From Michael Lines on Slaw:
Freedom of information: a comparative legal survey
UNESCO and its Communication and Information Sector have just released a new edition of Freedom of information: a comparative legal survey, and it is free online.
The survey was prepared by Toby Mendel, Law Programme Director with Article XIX. From the survey’s homepage:
The importance of the right to information or the right to know is an increasingly constant refrain in the mouths of development practitioners, civil society, academics, the media and governments.
What is this right, is it really a right and how have governments sought to give effect to it? These are some of the questions this book seeks to address, providing an accessible account of the law and practice regarding freedom of information, and an analysis of what is working and why.

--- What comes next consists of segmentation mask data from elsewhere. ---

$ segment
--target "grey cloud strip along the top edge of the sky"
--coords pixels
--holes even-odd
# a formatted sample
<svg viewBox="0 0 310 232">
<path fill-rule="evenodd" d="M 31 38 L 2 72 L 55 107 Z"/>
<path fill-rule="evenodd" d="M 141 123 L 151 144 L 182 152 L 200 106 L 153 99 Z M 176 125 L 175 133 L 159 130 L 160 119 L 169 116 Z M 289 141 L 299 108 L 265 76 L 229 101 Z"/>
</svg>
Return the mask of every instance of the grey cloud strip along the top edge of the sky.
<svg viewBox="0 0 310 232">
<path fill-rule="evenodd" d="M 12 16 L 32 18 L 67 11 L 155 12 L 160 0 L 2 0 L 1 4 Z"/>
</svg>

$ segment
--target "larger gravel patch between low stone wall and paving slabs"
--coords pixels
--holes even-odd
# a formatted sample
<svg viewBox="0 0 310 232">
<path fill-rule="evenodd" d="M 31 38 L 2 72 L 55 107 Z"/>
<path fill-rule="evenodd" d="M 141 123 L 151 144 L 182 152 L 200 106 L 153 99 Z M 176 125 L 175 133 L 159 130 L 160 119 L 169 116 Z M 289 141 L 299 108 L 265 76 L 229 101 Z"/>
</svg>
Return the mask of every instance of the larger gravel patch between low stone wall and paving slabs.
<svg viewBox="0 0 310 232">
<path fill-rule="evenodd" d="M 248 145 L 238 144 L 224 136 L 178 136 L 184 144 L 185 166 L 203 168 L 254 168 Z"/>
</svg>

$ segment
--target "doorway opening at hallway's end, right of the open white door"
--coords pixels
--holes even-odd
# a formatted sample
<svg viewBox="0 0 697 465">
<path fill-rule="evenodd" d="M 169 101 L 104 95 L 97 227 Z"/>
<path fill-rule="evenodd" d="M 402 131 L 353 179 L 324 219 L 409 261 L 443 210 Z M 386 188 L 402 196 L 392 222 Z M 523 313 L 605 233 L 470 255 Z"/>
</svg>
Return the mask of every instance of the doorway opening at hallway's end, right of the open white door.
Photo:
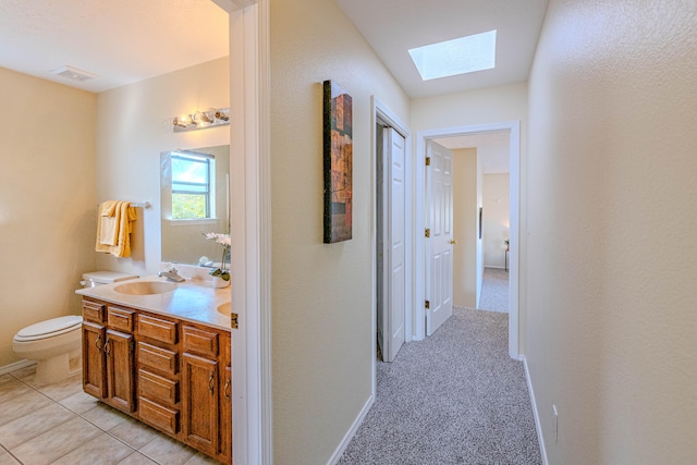
<svg viewBox="0 0 697 465">
<path fill-rule="evenodd" d="M 453 154 L 453 305 L 509 311 L 509 131 L 436 138 Z"/>
</svg>

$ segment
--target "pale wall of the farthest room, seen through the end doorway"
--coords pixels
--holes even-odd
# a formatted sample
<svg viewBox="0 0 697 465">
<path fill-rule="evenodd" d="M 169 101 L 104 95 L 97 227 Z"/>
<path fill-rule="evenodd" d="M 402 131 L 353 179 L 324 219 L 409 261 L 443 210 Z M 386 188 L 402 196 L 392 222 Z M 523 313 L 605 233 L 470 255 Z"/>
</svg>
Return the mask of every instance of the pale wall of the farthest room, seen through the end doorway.
<svg viewBox="0 0 697 465">
<path fill-rule="evenodd" d="M 505 244 L 510 237 L 510 179 L 508 173 L 484 175 L 484 266 L 505 267 Z"/>
</svg>

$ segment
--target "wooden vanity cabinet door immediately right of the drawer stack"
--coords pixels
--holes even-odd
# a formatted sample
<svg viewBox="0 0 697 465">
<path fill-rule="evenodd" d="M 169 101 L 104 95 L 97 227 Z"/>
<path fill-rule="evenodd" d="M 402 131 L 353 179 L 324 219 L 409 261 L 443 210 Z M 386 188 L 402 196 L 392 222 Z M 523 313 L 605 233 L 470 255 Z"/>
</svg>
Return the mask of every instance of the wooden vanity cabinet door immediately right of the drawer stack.
<svg viewBox="0 0 697 465">
<path fill-rule="evenodd" d="M 218 452 L 218 362 L 182 355 L 182 433 L 199 451 Z"/>
</svg>

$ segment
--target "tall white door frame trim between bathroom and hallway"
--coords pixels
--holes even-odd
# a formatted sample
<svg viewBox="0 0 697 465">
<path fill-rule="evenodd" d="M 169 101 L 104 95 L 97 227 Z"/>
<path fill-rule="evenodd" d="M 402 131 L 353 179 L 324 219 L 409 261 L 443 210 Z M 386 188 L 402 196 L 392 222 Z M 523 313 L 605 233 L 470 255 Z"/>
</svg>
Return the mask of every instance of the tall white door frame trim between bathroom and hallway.
<svg viewBox="0 0 697 465">
<path fill-rule="evenodd" d="M 212 0 L 230 15 L 233 462 L 273 463 L 269 0 Z"/>
</svg>

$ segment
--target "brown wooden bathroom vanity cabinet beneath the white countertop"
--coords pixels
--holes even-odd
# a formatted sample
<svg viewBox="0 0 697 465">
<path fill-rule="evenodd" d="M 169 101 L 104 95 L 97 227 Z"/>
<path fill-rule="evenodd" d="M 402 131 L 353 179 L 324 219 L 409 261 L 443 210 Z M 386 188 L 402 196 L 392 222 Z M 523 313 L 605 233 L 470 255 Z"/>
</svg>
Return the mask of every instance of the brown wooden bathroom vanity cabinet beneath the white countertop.
<svg viewBox="0 0 697 465">
<path fill-rule="evenodd" d="M 230 331 L 88 297 L 83 320 L 85 392 L 232 464 Z"/>
</svg>

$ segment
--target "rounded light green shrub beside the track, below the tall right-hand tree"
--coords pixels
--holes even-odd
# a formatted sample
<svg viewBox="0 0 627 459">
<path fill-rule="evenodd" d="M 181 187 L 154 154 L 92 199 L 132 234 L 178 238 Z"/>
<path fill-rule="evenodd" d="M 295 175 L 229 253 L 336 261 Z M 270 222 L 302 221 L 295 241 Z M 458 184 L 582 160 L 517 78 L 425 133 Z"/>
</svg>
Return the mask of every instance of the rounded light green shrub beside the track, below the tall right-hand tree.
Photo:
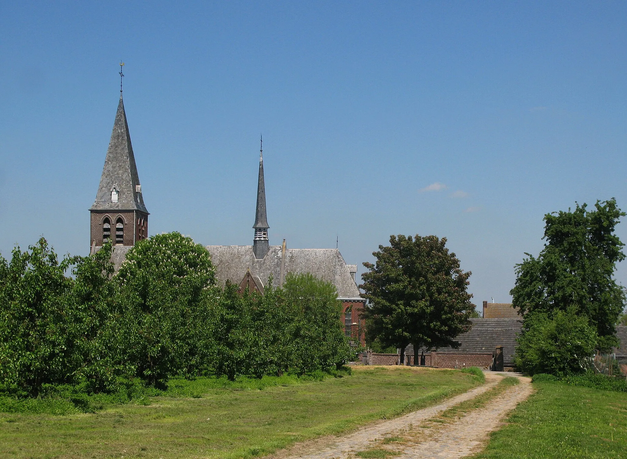
<svg viewBox="0 0 627 459">
<path fill-rule="evenodd" d="M 572 310 L 556 310 L 525 316 L 517 339 L 515 364 L 528 374 L 548 373 L 558 377 L 586 371 L 587 359 L 594 353 L 597 334 L 584 316 Z"/>
</svg>

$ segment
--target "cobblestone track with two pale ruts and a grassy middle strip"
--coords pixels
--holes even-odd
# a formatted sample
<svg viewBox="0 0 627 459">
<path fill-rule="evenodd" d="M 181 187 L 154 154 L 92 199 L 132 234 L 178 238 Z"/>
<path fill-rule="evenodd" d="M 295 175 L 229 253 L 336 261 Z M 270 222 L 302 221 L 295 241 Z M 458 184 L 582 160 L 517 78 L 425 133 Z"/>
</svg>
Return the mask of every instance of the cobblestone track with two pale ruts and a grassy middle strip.
<svg viewBox="0 0 627 459">
<path fill-rule="evenodd" d="M 367 450 L 386 436 L 406 433 L 413 426 L 410 441 L 398 445 L 386 445 L 386 449 L 398 451 L 398 459 L 408 458 L 459 458 L 480 447 L 490 431 L 495 430 L 505 414 L 526 399 L 531 393 L 529 378 L 520 378 L 521 384 L 512 386 L 483 408 L 471 411 L 467 416 L 441 428 L 421 428 L 428 419 L 438 416 L 451 406 L 475 398 L 492 389 L 503 376 L 488 373 L 483 386 L 450 398 L 429 408 L 419 409 L 398 418 L 369 425 L 340 437 L 298 443 L 287 450 L 269 456 L 275 459 L 345 459 L 357 451 Z"/>
</svg>

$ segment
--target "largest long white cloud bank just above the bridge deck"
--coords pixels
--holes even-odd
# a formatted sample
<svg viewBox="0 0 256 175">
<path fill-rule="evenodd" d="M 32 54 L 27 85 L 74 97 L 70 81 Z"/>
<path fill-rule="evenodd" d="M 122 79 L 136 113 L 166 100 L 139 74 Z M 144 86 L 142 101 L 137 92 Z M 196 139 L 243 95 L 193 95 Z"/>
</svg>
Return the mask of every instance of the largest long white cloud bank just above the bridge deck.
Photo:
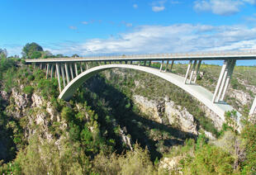
<svg viewBox="0 0 256 175">
<path fill-rule="evenodd" d="M 59 44 L 58 44 L 59 45 Z M 179 24 L 139 26 L 128 33 L 85 43 L 66 43 L 53 54 L 141 54 L 256 48 L 256 27 Z M 49 50 L 49 49 L 48 49 Z"/>
</svg>

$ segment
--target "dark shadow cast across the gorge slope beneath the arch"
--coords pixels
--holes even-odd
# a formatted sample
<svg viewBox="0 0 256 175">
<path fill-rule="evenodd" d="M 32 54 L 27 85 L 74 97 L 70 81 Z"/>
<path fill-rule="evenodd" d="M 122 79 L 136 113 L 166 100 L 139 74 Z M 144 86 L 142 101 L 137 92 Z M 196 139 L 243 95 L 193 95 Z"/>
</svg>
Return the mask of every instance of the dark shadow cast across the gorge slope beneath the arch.
<svg viewBox="0 0 256 175">
<path fill-rule="evenodd" d="M 116 140 L 115 149 L 119 154 L 127 148 L 122 144 L 121 136 L 115 133 L 117 125 L 127 131 L 126 134 L 130 135 L 133 143 L 137 142 L 141 147 L 149 149 L 152 161 L 162 157 L 163 149 L 183 144 L 187 138 L 197 137 L 171 125 L 164 125 L 140 116 L 132 110 L 134 104 L 130 98 L 109 85 L 107 80 L 99 75 L 89 78 L 79 91 L 83 92 L 83 96 L 75 96 L 73 100 L 87 101 L 88 106 L 92 106 L 92 110 L 98 115 L 102 135 L 107 140 Z"/>
</svg>

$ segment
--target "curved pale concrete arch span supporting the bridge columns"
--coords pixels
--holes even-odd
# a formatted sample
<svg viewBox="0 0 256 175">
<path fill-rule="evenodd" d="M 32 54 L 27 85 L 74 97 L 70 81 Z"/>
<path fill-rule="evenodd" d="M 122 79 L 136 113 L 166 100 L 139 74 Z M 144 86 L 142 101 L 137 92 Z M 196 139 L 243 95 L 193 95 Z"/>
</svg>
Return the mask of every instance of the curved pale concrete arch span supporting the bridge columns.
<svg viewBox="0 0 256 175">
<path fill-rule="evenodd" d="M 88 78 L 92 77 L 92 75 L 107 69 L 114 69 L 114 68 L 140 70 L 146 73 L 154 74 L 159 78 L 163 78 L 168 82 L 175 84 L 179 88 L 183 88 L 184 91 L 190 93 L 193 97 L 196 97 L 199 102 L 203 103 L 208 108 L 210 108 L 211 111 L 215 112 L 217 116 L 220 116 L 220 118 L 223 121 L 225 121 L 225 116 L 224 116 L 225 111 L 234 110 L 232 106 L 225 103 L 223 104 L 212 103 L 211 99 L 213 97 L 213 94 L 210 91 L 206 90 L 206 88 L 202 88 L 197 84 L 185 84 L 184 83 L 185 78 L 183 78 L 182 76 L 179 76 L 174 73 L 160 72 L 159 69 L 132 65 L 132 64 L 106 64 L 106 65 L 94 67 L 92 69 L 88 69 L 83 73 L 80 73 L 76 78 L 73 78 L 73 80 L 59 94 L 59 98 L 64 100 L 69 100 L 73 96 L 73 93 L 77 90 L 77 88 L 81 86 Z"/>
</svg>

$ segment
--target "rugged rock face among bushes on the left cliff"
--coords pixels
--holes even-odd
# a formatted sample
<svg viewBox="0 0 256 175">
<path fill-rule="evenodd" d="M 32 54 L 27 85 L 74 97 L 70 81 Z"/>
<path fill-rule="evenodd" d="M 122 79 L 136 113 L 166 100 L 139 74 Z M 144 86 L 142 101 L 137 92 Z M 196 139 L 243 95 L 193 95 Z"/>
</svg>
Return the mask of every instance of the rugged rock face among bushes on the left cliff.
<svg viewBox="0 0 256 175">
<path fill-rule="evenodd" d="M 2 94 L 6 97 L 4 92 L 2 92 Z M 29 110 L 35 112 L 35 116 L 29 115 L 31 117 L 28 117 L 29 122 L 25 130 L 26 137 L 30 137 L 36 132 L 37 129 L 32 129 L 33 127 L 31 127 L 31 125 L 34 125 L 35 123 L 40 126 L 42 138 L 47 140 L 53 139 L 53 135 L 50 134 L 49 126 L 52 125 L 54 121 L 59 122 L 60 120 L 59 112 L 55 111 L 51 102 L 45 102 L 37 93 L 33 93 L 29 96 L 26 93 L 17 91 L 15 88 L 12 88 L 12 93 L 9 98 L 12 99 L 10 100 L 10 104 L 13 107 L 9 107 L 8 112 L 10 112 L 12 116 L 20 119 L 21 117 L 28 116 L 27 114 Z"/>
</svg>

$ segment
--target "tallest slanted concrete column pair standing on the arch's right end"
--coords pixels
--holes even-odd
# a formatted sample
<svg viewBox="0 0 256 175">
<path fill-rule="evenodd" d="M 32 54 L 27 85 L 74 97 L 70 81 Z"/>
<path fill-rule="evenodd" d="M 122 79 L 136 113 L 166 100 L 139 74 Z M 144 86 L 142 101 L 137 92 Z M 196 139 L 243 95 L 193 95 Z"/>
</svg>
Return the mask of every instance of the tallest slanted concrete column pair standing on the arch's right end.
<svg viewBox="0 0 256 175">
<path fill-rule="evenodd" d="M 223 102 L 225 92 L 229 86 L 230 79 L 235 68 L 235 62 L 235 59 L 225 60 L 220 71 L 220 77 L 218 79 L 212 102 Z"/>
</svg>

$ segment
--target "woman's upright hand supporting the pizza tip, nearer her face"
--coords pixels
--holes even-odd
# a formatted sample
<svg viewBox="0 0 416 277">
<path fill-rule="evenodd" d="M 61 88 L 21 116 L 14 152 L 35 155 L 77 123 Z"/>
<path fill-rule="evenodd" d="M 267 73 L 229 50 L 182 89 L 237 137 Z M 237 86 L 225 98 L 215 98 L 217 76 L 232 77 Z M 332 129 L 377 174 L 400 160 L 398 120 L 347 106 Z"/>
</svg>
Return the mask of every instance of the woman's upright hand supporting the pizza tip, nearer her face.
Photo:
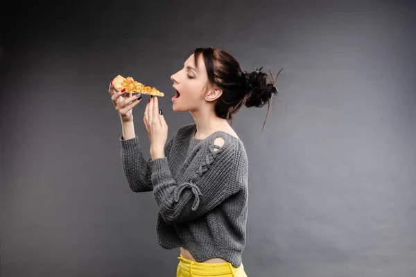
<svg viewBox="0 0 416 277">
<path fill-rule="evenodd" d="M 168 139 L 168 125 L 159 109 L 157 96 L 149 98 L 144 111 L 144 125 L 150 140 L 150 157 L 154 159 L 164 158 L 164 145 Z"/>
</svg>

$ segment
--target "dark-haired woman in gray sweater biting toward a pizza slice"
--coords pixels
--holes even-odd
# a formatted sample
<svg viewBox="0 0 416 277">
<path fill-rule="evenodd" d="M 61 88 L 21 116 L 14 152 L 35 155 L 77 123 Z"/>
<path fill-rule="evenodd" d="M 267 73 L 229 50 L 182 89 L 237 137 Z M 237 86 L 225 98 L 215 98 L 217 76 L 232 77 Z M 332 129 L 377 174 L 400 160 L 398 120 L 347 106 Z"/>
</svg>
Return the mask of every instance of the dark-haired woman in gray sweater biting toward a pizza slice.
<svg viewBox="0 0 416 277">
<path fill-rule="evenodd" d="M 241 256 L 248 216 L 248 159 L 228 120 L 242 105 L 268 103 L 270 108 L 276 80 L 261 69 L 243 71 L 219 48 L 196 48 L 171 80 L 173 110 L 189 111 L 195 123 L 183 125 L 168 139 L 159 99 L 150 97 L 143 118 L 150 139 L 148 160 L 132 116 L 141 96 L 127 93 L 123 98 L 124 91 L 110 84 L 123 127 L 125 177 L 135 193 L 153 192 L 159 206 L 157 242 L 164 249 L 180 248 L 176 276 L 246 276 Z"/>
</svg>

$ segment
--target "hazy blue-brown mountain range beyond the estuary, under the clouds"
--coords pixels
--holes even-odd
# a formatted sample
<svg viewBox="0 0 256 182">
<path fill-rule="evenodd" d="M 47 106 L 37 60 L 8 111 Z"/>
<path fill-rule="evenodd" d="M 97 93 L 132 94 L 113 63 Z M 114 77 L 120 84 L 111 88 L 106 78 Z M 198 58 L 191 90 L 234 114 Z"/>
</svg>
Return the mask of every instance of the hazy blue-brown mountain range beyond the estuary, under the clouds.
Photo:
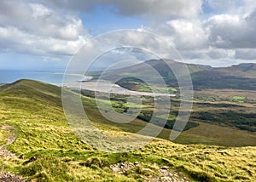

The analysis in the book is organised around a number of key features of an effective Freedom of Information regime:
- MAXIMUM DISCLOSURE
Freedom of information legislation should by guided by the principle of maximum disclosure - OBLIGATION TO PUBLISH
Public bodies should be under an obligation to publish key Information - PROMOTION OF OPEN GOVERNMENT
Public bodies must actively promote open government - LIMITED SCOPE OF EXCEPTIONS
Exceptions should be clearly and narrowly drawn and subject to strict “harm” and “public interest” tests - PROCESSES TO FACILITATE ACCESS
Requests for information should be processed rapidly and fairly and an independent review of any refusals should be available - COSTS
Individuals should not be deterred from making requests for information by excessive costs - OPEN MEETINGS
Meetings of public bodies should be open to the public - DISCLOSURE TAKES PRECEDENCE
Laws which are inconsistent with the principle of maximum disclosure should be amended or repealed - PROTECTION FOR WHISTLEBLOWERS
Individuals who release information on wrongdoing – whistleblowers – must be protected
Ireland is not one of the countries assessed in this report, but since Elaine Byrne argued in yesterday’s Irish Times that legislation is need to protect whistleblowers, I am not sanguine that the Irish legislation (1997 as amended in 2003) would measure up well against these principles.